Micro e nano plastiche nell’organismo umano
Le moderne tecniche per rilevare la presenza di microplastiche ambientali e nanoplastiche nei tessuti ne hanno confermato la presenza nel cervello, nel rene e nel fegato, dopo che precedenti studi avevano già identificato particelle plastiche in polmoni, intestino, sangue, midollo osseo, placenta (con nessi nei parti prematuri), latte materno, testicoli e sperma. Il particolato trovato nel cervello, con dimensioni tra 500 µm e 1 nm di diametro, è lo stesso che ha aumentato esponenzialmente la presenza nell’ambiente nell’ultimo mezzo secolo, inquinando perfino l’Everest o gli oceani.
A formare questi depositi, spiega lo studio, è principalmente il polietilene, ovvero il più semplice dei polimeri sintetici e la più comune fra le materie plastiche. Un materiale usato, per esempio, per fabbricare sacchetti di plastica o contenitori di vario tipo. E le proporzioni di polietilene, aggiunge l’abstract del lavoro, sono ospitate dai tessuti cerebrali più che dagli altri organi. Attraverso il microscopio elettronico, è stato possibile notare che questi materiali “si presentano in gran parte come frammenti simili a frammenti su scala nanometrica”.
L’aumento negli anni dell’accumulo delle microplastiche nel cervello umano
I ricercatori hanno lavorato su campioni di fegato, rene e cervello umano di 52 persone decedute tra il 2016 e il 2024, confrontandoli poi con ulteriori campioni di tessuto cerebrale da decessi tra il 1997 e il 2013.
Le concentrazioni di plastica, è emerso, non sono state influenzate dall’età, dal sesso, dalla razza/etnia o dalla causa della morte.
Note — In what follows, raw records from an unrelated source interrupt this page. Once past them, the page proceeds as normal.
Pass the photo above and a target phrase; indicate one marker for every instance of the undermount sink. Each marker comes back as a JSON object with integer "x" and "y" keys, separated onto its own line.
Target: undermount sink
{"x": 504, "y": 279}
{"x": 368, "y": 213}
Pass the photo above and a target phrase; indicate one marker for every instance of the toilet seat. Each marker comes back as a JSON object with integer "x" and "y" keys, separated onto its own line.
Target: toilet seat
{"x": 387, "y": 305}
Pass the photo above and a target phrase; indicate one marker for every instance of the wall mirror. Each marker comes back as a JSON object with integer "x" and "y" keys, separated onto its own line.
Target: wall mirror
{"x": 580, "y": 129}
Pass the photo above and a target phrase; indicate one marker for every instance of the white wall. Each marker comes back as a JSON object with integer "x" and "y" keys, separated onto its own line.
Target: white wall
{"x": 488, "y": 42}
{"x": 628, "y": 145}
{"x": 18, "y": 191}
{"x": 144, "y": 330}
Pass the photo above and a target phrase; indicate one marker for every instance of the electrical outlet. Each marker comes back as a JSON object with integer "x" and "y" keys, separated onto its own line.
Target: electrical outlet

L’anno del decesso è invece risultato un fattore significativo, con una crescita delle microplastiche nel tempo sia nel fegato che nel cervello.
In particolare, si è registrato un aumento della massa di plastica nel cervello di circa il 50% negli ultimi 8 anni.
Le concentrazioni di microplastiche del cervello sono risultate in generale superiori, fino a 7-10 volte, rispetto a quelle trovate in reni e fegato, ma comparabili ai dati più recenti relativi alle placche carotidi. L’obiettivo cui mirava lo studio era quello di cercare di chiarire meglio la distribuzione tra i vari tessuti e la dose interna delle microplastiche negli esseri umani.
E la conclusione alla quale sono arrivati i ricercatori è dunque che “i dati attuali suggeriscono una tendenza all’aumento delle concentrazioni di micro e nano plastiche nel cervello e nel fegato”.
La plastica nel cervello e il “caso demenza”
La misura in cui micro e nanoplastiche causano danni o tossicità all’uomo, che vi entra in contatto tramite cibo, acqua o aria, non è chiara. Studi recenti ne hanno associato per esempio la presenza nell’organismo a una maggior infiammazione della carotide e al conseguente aumento del rischio di eventi cardiovascolari come ictus e infarto.
Le microplastiche, ha detto un’altra ricerca, possono anche causare danni neurologici nel cervello dei topi, bloccandone i vasi sanguigni.
Nello studio dell’Università del New Mexico è stato invece osservato nei cervelli di persone alle quali era stata diagnosticata una forma di demenza un accumulo maggiore rispetto al resto del campione, con notevoli depositi nelle pareti cerebrovascolari e nelle cellule immunitarie. Si è così ipotizzato, pur senza ancora comprovati nessi causali, che segni distintivi della demenza come l”atrofia del tessuto cerebrale, la compromissione dell’integrità della barriera emato-encefalica possano aumentare le concentrazioni di micro e nanoplastiche nel cervello.